As an outdoor enthusiast I am myself the owner of technical sports clothing and footwear and am amazed how far technology has gone so you do not feel cold in the snow up in the mountains.
Outdoor industry partners such as the French brand Salomon developed footwear particularly suited for cold environments with aerogel providing enhanced thermal performance and resilience. Aerogel: what is it and where does it even come from?
Highly resilient outdoor clothing has evolved with history, and we can easily trace back this happy Everest climber to one of the events that made the climber's life today so much easier on the cold summit.

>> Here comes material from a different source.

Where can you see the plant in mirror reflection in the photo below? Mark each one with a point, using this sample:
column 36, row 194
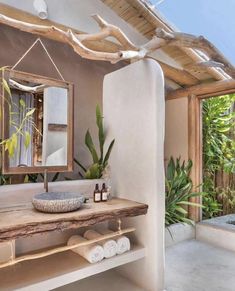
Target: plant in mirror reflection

Fifty years ago on the 20th of July 1969 the man first landed on the moon during the Apollo 11 mission. The lunar environment is one of the most challenging with surface temperatures ranging between -150 to +150 °C, hard vacuum, exposure to cosmic and solar radiation, impacts by micrometeoroid particles travelling at high speeds. For that expedition lots of research was put from NASA into the development of the Apollo space suit (U.S patent US3751727A, filed in August 1968) with the first moon boots and gloves that provided protection against possible impacts and thermal conduction.
In today’s Salomon boots we see how research has evolved. They contain aerogels. Aerogels were actually invented 80 years ago, so before the Apollo 11 mission. Extremely lightweight materials they are composed of silicone dioxide and 99.8% air providing the highest thermal insulation possible but they are also extremely fragile, so were at the time too hard to handle and expensive to manufacture.
The Apollo 11 mission was a trigger for many spin offs companies partnering with NASA to work on the technology of future space expeditions. Aspen was one of those and through the partnership developed a flexible aerogel concept that can be manufactured today into blankets, thin sheets, beads…
The three different lines of aerogel products Cryogel, Spaceloft and Pyrogel are trademarks of Aspen Aerogels Inc. They are used in a variety of items from building insulation to light weight and flexible insoles for Mt Everest climbers. Development of aerogel technology by NASA has led to several patents such as US9777126B2 for various applications.
This blog post is part of a series of 'Man on the Moon' articles to honour the 50th anniversary of the Apollo 11 moon landing.